Une décision stratégique mais risquée pour Mirafiori

    Le transfert annoncé des activités de Maserati de l’usine historique de Mirafiori vers le nouveau site de Modène marque une étape majeure dans la recomposition du groupe Stellantis. Si cette relocalisation vise à rationaliser la production, à rapprocher l’assemblage des motorisations et à bénéficier d’infrastructures plus récentes, elle suscite également de nombreuses interrogations quant à l’avenir industriel et social de la région piémontaise. Dans cet arbitrage, le constructeur italien semble prêt à abandonner un site centenaire, mais à quel prix ?

    Enjeu humain : 380 emplois menacés chez Lear

    Au cœur de cette décision se trouve Lear Corporation, fournisseur clé de Maserati pour les systèmes de sièges et d’électronique embarquée. Basée à Mirafiori, l’usine emploie environ 380 salariés chargés d’installer et de tester les éléments intérieurs des modèles haut de gamme. Avec le déménagement programmé à Modène, ces employés se retrouvent sans visibilité : fermetures de lignes, suppressions de postes et rupture des contrats de sous-traitance sont redoutées pour les mois à venir.

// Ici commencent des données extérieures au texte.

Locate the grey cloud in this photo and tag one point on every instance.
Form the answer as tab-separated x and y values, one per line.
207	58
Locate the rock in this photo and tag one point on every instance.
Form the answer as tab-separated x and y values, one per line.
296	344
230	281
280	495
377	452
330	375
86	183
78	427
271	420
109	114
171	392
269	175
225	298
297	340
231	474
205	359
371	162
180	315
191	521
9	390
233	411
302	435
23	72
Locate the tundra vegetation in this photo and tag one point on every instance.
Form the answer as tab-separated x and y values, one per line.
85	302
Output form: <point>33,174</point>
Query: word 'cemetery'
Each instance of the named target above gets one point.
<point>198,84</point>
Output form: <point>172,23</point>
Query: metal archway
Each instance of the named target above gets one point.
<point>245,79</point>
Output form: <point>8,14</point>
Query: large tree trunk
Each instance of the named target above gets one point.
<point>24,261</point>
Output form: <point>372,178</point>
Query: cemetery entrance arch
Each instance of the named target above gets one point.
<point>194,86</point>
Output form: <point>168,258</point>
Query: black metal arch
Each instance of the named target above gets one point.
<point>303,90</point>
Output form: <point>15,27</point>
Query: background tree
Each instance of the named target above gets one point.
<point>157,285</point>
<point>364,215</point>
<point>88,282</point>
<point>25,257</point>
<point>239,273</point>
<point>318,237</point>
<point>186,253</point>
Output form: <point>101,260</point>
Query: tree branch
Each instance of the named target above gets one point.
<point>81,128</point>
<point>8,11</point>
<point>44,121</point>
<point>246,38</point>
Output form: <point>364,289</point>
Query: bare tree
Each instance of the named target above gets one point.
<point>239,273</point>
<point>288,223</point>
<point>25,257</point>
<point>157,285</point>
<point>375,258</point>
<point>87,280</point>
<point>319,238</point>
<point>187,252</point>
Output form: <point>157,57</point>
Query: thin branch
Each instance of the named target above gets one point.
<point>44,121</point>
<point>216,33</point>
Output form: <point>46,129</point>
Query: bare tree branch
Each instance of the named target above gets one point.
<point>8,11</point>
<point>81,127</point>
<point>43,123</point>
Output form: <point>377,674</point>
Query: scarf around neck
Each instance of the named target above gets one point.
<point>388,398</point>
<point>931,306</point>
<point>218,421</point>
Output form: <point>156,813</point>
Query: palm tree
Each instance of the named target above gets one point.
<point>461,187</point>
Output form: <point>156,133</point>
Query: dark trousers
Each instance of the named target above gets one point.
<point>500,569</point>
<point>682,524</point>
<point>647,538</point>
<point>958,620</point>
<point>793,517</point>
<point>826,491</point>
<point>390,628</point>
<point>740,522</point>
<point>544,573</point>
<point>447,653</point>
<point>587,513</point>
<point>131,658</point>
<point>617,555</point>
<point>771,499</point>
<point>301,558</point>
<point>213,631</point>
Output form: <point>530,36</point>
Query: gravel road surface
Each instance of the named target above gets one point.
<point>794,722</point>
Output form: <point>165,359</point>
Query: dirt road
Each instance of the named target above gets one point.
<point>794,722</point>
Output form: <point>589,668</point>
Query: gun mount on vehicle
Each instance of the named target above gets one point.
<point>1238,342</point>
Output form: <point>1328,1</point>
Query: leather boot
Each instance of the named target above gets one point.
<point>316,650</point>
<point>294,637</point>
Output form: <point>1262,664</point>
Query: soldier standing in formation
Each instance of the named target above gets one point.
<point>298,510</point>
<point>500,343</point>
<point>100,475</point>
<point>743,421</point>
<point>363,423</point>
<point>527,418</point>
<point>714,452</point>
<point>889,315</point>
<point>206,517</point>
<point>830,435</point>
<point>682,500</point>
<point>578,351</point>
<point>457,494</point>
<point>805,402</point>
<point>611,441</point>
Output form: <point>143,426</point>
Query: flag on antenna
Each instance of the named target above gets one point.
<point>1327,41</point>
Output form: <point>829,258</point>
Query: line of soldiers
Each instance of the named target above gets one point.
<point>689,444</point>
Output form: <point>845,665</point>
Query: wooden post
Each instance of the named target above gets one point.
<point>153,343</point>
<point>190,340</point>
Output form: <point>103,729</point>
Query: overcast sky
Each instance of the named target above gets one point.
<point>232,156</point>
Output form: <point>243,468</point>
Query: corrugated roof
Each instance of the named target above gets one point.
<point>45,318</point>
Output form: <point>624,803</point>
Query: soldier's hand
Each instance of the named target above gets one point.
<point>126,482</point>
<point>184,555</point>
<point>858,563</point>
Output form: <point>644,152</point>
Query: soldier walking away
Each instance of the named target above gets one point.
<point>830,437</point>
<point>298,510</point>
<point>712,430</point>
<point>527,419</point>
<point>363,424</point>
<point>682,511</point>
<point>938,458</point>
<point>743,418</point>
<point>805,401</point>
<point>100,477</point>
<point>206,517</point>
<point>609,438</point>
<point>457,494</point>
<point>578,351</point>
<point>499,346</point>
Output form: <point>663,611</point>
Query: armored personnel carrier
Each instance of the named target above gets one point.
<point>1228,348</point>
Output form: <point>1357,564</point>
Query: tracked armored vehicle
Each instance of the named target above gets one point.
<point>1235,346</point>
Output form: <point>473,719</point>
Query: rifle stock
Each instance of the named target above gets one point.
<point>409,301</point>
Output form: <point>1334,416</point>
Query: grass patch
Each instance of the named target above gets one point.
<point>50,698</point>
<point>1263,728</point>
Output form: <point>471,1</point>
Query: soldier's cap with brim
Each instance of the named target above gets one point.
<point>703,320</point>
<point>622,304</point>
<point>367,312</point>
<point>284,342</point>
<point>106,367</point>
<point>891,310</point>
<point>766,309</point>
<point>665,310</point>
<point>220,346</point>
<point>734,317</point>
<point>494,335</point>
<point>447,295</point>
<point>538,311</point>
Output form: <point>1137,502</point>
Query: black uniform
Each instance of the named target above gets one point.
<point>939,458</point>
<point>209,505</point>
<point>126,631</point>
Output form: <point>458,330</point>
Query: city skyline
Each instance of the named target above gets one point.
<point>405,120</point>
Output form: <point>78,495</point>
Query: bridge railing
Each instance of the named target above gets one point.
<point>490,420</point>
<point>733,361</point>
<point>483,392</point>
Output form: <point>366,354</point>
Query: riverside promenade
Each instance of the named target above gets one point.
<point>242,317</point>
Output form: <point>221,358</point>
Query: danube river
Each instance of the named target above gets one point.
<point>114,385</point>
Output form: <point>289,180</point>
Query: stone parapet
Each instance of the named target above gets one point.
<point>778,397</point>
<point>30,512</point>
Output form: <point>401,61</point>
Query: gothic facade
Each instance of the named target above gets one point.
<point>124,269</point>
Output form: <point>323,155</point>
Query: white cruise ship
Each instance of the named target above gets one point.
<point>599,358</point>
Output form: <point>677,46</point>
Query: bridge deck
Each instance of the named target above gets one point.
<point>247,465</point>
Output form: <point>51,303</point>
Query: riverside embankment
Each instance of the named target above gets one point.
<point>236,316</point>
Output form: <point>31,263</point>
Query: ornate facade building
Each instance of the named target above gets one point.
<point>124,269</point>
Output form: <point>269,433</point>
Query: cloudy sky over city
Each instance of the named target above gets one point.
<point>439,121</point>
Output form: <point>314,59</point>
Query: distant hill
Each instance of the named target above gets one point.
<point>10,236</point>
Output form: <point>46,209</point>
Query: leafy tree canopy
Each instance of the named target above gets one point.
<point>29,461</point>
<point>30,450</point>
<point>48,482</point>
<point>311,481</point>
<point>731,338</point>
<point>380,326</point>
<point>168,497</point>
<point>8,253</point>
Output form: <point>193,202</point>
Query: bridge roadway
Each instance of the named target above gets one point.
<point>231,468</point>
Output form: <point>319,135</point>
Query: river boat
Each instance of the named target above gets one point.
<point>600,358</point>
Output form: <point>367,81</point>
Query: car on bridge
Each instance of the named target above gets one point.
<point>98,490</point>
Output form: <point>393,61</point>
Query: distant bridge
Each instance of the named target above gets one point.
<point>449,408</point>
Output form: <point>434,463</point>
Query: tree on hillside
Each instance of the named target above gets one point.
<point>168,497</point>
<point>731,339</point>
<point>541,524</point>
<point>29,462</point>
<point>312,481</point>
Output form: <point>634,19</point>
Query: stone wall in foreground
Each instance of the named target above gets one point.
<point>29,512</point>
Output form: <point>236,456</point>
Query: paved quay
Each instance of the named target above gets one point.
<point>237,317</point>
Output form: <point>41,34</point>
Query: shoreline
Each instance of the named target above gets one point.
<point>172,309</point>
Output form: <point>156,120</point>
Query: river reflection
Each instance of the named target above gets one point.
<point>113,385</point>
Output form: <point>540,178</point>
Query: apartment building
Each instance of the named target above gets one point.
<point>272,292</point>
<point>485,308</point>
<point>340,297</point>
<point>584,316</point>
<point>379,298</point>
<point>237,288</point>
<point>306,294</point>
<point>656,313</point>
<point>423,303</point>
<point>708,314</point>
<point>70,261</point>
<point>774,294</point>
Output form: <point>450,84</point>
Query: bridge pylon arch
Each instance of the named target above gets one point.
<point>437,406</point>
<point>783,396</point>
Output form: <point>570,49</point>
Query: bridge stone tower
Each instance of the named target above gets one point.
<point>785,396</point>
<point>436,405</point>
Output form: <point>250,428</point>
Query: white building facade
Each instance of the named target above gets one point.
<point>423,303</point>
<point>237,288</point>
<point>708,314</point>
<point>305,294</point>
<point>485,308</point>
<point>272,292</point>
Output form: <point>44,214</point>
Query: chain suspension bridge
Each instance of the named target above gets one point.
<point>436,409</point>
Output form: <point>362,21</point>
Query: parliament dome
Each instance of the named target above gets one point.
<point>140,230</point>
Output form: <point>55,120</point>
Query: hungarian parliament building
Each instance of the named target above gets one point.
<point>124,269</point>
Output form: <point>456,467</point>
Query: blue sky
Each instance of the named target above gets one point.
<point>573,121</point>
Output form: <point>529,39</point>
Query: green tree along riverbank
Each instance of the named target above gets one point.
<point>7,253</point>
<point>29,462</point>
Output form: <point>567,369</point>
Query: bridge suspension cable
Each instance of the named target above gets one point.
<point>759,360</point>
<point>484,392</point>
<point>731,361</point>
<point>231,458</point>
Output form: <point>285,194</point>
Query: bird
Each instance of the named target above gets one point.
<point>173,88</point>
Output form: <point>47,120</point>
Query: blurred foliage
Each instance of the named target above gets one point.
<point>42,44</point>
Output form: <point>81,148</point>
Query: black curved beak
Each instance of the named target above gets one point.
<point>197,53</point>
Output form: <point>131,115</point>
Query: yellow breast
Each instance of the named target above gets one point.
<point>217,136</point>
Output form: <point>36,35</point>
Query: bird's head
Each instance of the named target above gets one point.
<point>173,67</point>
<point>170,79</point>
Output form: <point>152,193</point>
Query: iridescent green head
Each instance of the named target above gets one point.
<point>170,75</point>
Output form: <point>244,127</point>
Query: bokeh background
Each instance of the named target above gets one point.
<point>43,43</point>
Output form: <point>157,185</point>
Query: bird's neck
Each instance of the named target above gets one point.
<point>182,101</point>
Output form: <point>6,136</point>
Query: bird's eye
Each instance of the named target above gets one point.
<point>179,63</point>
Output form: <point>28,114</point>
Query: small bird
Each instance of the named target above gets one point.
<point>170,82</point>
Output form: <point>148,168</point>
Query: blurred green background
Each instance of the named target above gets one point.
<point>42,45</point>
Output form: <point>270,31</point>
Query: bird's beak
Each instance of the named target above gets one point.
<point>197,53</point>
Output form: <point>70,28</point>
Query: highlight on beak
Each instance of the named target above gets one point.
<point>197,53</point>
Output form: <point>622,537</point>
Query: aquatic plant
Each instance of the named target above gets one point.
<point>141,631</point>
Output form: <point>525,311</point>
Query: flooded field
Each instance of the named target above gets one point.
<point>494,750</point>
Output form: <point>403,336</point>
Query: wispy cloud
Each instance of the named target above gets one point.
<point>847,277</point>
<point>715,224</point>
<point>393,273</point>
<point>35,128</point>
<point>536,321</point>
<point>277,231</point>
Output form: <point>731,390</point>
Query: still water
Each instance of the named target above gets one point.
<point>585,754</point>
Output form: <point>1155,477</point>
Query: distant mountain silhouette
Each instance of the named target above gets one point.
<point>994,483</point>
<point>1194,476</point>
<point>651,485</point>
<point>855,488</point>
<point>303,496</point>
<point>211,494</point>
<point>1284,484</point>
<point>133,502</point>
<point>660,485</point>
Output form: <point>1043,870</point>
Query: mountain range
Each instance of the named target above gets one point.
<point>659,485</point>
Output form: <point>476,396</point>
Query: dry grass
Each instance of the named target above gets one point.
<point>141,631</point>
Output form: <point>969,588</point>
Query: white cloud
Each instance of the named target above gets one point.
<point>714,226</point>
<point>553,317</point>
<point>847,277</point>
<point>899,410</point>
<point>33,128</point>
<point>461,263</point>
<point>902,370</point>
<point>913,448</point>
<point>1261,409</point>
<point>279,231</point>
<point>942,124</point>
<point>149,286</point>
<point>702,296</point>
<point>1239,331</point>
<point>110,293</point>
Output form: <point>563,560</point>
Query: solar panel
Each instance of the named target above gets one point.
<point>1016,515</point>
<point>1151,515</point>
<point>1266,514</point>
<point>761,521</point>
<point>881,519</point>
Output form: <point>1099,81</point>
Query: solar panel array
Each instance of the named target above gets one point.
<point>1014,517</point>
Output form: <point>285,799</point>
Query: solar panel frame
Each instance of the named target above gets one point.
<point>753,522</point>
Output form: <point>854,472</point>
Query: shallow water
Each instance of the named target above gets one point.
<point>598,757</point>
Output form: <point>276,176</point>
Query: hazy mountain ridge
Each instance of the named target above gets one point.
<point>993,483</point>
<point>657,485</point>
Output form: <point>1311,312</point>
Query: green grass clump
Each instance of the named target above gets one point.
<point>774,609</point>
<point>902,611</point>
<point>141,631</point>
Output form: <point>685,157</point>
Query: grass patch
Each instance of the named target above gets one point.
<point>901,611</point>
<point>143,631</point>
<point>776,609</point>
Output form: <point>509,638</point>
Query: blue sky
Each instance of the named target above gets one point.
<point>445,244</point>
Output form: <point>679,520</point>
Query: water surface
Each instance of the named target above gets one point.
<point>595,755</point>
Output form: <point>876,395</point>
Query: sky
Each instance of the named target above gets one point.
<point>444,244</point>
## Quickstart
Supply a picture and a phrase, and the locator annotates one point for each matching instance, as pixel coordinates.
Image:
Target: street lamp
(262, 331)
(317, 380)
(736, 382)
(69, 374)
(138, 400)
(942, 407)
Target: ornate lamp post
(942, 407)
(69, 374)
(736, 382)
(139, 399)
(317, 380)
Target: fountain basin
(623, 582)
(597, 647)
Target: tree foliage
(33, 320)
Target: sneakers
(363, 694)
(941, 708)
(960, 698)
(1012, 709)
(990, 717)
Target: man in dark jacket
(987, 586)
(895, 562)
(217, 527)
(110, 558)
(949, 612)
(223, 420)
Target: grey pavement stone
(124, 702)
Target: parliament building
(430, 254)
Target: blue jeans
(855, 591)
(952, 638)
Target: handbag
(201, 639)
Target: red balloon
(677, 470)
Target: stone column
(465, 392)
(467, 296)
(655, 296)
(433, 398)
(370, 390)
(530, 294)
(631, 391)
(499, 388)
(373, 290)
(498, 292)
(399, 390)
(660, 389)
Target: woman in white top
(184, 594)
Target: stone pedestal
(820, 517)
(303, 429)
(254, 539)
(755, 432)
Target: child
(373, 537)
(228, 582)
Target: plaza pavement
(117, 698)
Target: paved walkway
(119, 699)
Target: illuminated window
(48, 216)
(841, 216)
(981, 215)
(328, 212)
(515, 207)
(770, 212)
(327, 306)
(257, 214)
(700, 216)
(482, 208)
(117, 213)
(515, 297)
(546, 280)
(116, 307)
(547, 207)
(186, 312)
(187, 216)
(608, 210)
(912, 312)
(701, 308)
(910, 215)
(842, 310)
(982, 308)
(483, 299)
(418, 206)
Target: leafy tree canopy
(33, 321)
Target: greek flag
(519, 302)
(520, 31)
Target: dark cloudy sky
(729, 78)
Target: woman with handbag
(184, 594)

    • 380 travailleurs concernés par une possible cessation d’activité.
    • Risques de transfert partiel ou total des équipements vers Modène.
    • Incidence directe sur l’économie locale et le tissu social de Turin.

    Mobilisation syndicale et appels aux pouvoirs publics

    Face à ce scénario, les syndicats ont rapidement réagi, réclamant la tenue d’instances de concertation et l’intervention des autorités. CGIL, CISL et UIL ont lancé une alerte sur le risque de désertification industrielle de Mirafiori et exigé des garanties de maintien de l’emploi. Ils plaident pour un « plan de reconversion » ou une possible relocalisation d’autres activités sur le site. Les représentants des salariés demandent également des mesures de soutien pour accompagner la formation professionnelle des ouvriers et leur reclassement éventuel.

    Conséquences économiques pour la région turinoise

    La fermeture partielle ou totale de l’usine Lear aurait un effet domino dans la chaîne de sous-traitance locale. De nombreux petits fournisseurs de composants et prestataires logistiques dépendent directement de cette ligne de production. Un arrêt imprévu pourrait se traduire par une baisse significative du chiffre d’affaires pour ces acteurs, fragilisant des PME déjà soumises à la concurrence internationale et aux fluctuations de la demande automobile.

    • Réduction probable des commandes auprès des sous-traitants locaux.
    • Diminution du trafic routier et ferroviaire pour les livraisons quotidiennes.
    • Impact négatif sur les services de proximité (restauration, commerce de détail, transport).

    Scénarios de reconversion et perspectives pour les salariés

    Pour limiter l’onde de choc sociale, plusieurs pistes sont évoquées :

    • Redéploiement sur d’autres lignes Stellantis à Mirafiori ou dans la région.
    • Création d’un pôle dédié à la mobilité électrique ou aux nouvelles motorisations.
    • Formation accélérée en maintenance automobile avancée et robotique industrielle.

    Les syndicats négocient également des indemnités de départ et des dispositifs de chômage partiel pour amortir la transition. La capacité des pouvoirs publics à soutenir ces mesures pourrait faire la différence entre une relance maîtrisée et une crise sociale prolongée.

    Leçons pour l’industrie automobile italienne

    Cette affaire rappelle que la réorganisation des sites de production doit impérativement intégrer la dimension humaine et territoriale. Si la recherche d’efficience opérationnelle est indispensable pour rester compétitif sur un marché globalisé, le coût social d’un tel changement ne doit pas être ignoré. Les entreprises et l’État doivent coopérer pour anticiper les conséquences, favoriser l’innovation locale et préserver le savoir-faire historique qui a fait la renommée du secteur automobile italien.

    Suivi et prochaines étapes

    Dans les prochaines semaines, plusieurs réunions sont programmées entre représentant·e·s de Maserati, de Lear, des syndicats et des institutions régionales. Un comité de suivi doit être mis en place pour examiner les propositions de reconversion et suivre l’évolution des négociations. L’enjeu est double : concilier les impératifs industriels de la marque de luxe et garantir un avenir professionnel décent pour les 380 salarié·e·s touché·e·s par cette décision.

    Un exemple à méditer pour l’ensemble du secteur

    Alors que l’automobile se réinvente entre électrification et digitalisation, le cas de Mirafiori souligne l’importance de l’équilibre entre innovation technologique et responsabilité sociale. Les acteurs de la filière sont invités à réfléchir à des modèles de production plus durables, intégrant la formation continue des ouvriers et le développement économique des territoires. C’est ainsi que l’industrie pourra allier performance et cohésion, pour garantir une transition sans perdre le capital humain qui constitue son premier atout.